In addressing issue (3), you may want to consider the benefits of federated query, where you in effect query the result of merging your RDF graph with the graph provided by a 3rd party data set. In practice, it may be infeasible to do this in a way that uses your whole data set, or where the 3rd party data is exposed via a SPARQL endpoint. In this case, you could illustrate your general idea by creating a small 'temporary' data set which combines a sample of your data with a sample of the 3rd party data into a single file. You should then be able to query this small combined set of data relatively easily.

Submission should be an electronic document in PDF format, submitted via the on-line submit system as follows:

submit masws 2 masws-query.pdf

Deadline	4.00 pm, Friday 8th March
Marks	50

Assignment 3 (MSc only)

This assignment must be carried out on an individual basis; you should not work in a team.

Mike Bergman regularly reviews the tools that support semantic technologies, and has compiled a list of more than 1,000 SW tools that have been developed over the last 5 years.

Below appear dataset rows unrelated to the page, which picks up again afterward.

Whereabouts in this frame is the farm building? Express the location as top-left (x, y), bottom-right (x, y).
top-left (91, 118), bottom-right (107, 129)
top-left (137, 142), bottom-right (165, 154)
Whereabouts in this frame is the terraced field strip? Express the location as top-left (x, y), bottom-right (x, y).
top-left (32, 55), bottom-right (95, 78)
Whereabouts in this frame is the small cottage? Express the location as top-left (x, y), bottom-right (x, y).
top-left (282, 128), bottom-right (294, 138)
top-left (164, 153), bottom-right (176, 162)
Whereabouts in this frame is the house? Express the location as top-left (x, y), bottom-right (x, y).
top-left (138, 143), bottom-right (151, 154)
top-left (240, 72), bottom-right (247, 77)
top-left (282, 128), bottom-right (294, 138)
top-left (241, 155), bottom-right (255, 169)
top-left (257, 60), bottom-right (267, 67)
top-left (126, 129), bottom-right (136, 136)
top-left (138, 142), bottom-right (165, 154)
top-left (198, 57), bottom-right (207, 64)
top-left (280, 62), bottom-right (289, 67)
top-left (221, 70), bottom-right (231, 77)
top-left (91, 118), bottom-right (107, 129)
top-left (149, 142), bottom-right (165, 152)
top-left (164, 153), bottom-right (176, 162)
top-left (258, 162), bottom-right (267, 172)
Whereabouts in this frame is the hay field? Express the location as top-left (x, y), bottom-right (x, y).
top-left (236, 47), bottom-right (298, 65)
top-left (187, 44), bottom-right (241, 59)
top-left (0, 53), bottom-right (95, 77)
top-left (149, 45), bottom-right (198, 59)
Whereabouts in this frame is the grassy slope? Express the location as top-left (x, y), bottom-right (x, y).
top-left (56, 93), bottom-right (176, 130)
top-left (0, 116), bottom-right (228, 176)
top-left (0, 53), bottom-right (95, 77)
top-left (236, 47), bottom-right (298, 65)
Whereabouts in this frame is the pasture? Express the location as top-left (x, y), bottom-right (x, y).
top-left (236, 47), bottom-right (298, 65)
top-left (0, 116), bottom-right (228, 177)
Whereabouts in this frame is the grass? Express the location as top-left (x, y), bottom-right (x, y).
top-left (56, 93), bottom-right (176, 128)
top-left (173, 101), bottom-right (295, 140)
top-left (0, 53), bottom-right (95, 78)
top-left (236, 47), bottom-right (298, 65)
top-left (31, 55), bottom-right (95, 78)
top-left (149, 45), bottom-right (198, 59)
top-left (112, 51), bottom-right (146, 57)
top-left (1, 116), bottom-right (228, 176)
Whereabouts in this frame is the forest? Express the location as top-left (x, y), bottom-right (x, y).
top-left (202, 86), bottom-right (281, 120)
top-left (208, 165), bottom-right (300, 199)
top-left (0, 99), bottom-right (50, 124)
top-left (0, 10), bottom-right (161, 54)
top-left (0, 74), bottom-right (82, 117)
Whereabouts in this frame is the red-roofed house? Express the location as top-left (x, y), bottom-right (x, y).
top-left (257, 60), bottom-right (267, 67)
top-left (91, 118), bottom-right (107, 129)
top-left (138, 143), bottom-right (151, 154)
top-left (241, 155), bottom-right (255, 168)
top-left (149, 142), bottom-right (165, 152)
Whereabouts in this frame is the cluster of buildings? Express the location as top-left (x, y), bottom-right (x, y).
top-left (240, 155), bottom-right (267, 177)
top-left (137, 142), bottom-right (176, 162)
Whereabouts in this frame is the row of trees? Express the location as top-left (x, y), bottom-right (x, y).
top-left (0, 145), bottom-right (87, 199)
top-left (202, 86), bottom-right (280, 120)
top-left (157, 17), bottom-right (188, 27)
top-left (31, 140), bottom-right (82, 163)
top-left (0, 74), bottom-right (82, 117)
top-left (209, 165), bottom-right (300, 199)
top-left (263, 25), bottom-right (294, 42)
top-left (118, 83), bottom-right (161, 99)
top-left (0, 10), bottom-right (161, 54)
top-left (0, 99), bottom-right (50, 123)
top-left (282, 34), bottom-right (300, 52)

Choose one of the tools in this list, and critically review it. This should not be a tool that you used in other parts of these assignments. For further context, you might also want to have a look at the following report:

Top 10 Semantic Web Products of 2010

The kinds of questions you should address include:

what problem is the tool intended to address?
how well does it fulfil its intended function?
are there alternative approaches which might do a better job?
how does it fit into the wider picture of semantic technologies?
in what respects is the tool innovative or technically interesting?
what kind of impact does it seem to have had?

Do not just rely on the claims of the tool's designer(s) or on other peoples' views; you should ensure that you try out the tool yourself and use test cases which can probe the strengths and weaknesses of the tool.

You should submit a report of approximately 1,000 words describing the results of your work. Your report should contain enough technical detail that I can understand your topic without going to the source material myself.

Please put your name and matriculation number on the first page.

Submission should be an electronic document in PDF format (not a Microsoft Word document!!!), submitted via the on-line submit system as follows:

submit masws 3 masws-tools.pdf

Warning

It is essential that the report is written in your own words. Any direct copying or paraphrasing of text written by someone else (unless put inside quotation marks with the source cited, so that it is clear that you are quoting) will be treated as plagiarism, and could result in failure or academic discipline proceedings. If you are at all unclear about this, please consult me before submitting the assignment.

Deadline	4.00 pm, Friday 15th March
Marks	10

The MSc marks will be scaled from 110 to 100.